Lessing now is looking to raise a $20 million Series A round that would carry Arginetix into Phase II proof-of-concept studies with ABH, its lead small-molecule arginase inhibitor.

While other biotechs have worked on arginine as a target, Lessing said he doesn't know of anyone else working on its enzyme, arginase. Inhibiting the enzyme increases production of nitric oxide, which is critical for cell signaling, and reduces the production of reactive oxygen, which can damage cells. Additionally, arginase inhibition can decrease levels of ornithine, a molecule that contributes to hyperplasia and fibrosis.

Lessing noted that arginase inhibition is a "more elegant way of trying to impact these pathways" than targeting arginine directly.

Therapeutic applications may include PAH, ED, asthma, atherosclerosis and cancer. Arginetix plans to focus internally on PAH and ED, for starters.

In PAH, existing treatments include endothelin receptor antagonists like Tracleer (bosentan, Actelion Ltd.) and Letairis (ambrisentan, Gilead Sciences Inc.); prostacyclins like Ventavis (iloprost, Actelion Ltd.), Flolan (epoprostenol sodium, GlaxoSmithKline plc) and Remodulin (treprostinil, United Therapeutics Inc.); and phosphodiesterase-5 (PDE-5) inhibitors like Revatio (sildenafil, Pfizer Inc.).

Even more competition is on the way, with Pfizer conducting Phase III trials of PF-1228305 (Thelin), an endothelin receptor antagonist that was the subject of three approvable letters before Pfizer acquired its developer, Encysive Pharmaceuticals Inc. (See BioWorld Today, Feb. 21, 2008.)

Yet Lessing maintained that PAH still represents "a significant unmet need" and noted that none of the existing drugs address the role of nitric oxide in the disease. As such, Arginetix's ABH could be complementary to the existing treatments, he said.

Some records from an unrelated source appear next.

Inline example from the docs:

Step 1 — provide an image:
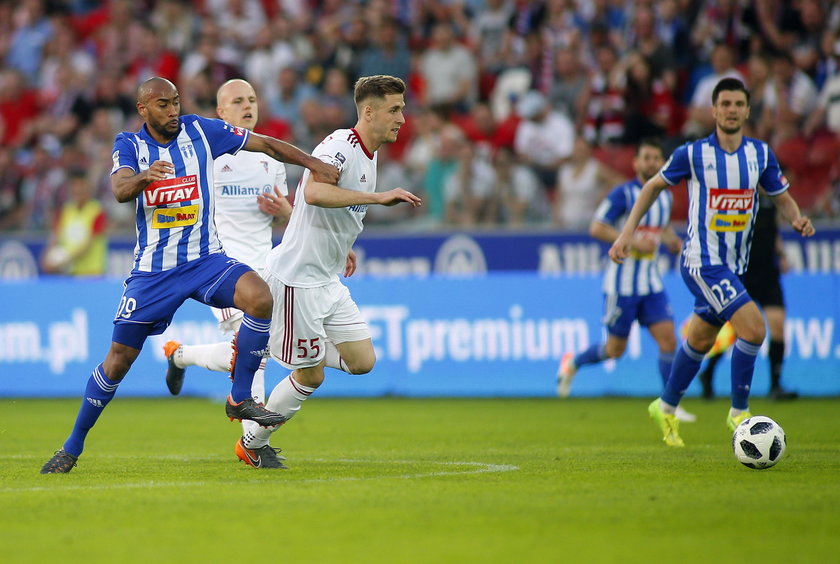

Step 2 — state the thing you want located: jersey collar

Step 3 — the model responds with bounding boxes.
[350,127,373,160]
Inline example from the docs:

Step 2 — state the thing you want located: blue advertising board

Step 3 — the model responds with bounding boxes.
[0,226,840,280]
[0,273,840,397]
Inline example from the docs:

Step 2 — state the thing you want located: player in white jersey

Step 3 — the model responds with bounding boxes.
[41,77,338,474]
[236,75,420,465]
[557,139,696,422]
[158,79,292,460]
[609,78,814,446]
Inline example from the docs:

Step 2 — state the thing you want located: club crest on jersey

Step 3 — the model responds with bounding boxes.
[709,188,755,211]
[709,213,750,232]
[143,174,198,206]
[152,205,198,229]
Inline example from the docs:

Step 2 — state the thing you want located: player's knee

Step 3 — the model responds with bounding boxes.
[345,352,376,374]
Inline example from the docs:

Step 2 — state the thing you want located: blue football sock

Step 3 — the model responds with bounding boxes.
[732,339,761,410]
[64,364,120,456]
[662,341,705,405]
[574,343,607,368]
[659,353,675,388]
[230,313,271,403]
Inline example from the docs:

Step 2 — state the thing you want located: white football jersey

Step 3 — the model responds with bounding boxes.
[213,151,289,274]
[266,129,376,288]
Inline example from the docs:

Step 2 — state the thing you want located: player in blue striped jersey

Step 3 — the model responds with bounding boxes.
[41,78,338,474]
[557,139,695,421]
[609,78,814,446]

The scenario is similar in ED, where PDE-5 inhibitors like Viagra (sildenafil, Pfizer Inc.) and Cialis (tadalafil, Eli Lilly and Co.) rule the market and Vivus Inc.'s fast-acting avanafil is in Phase III.

Lessing referenced statistics claiming that about half of men with diabetes have erectile dysfunction and tend to be less responsive to PDE-5 inhibitors than nondiabetic men. He sees ABH as an option for those patients, but he also sees a "strong rationale" for combining arginase inhibitors with PDE-5 inhibitors.

"PDE-5 inhibitors stabilize cyclic GMP," while arginase inhibitors act on nitric oxide to increase levels of cyclic GMP, making the PDE-5 inhibitors more effective, Lessing explained.

Arginetix is advancing ABH through pharmacokinetic, toxicology and drug profiling studies. An investigational new drug application is slated for filing around 2010.

Although potential partners already have initiated discussions with Arginetix, Lessing said the company does not have a "strong desire" to partner right now. "We need to advance the research work further," he said - but Lessing added the company is always open to discussions.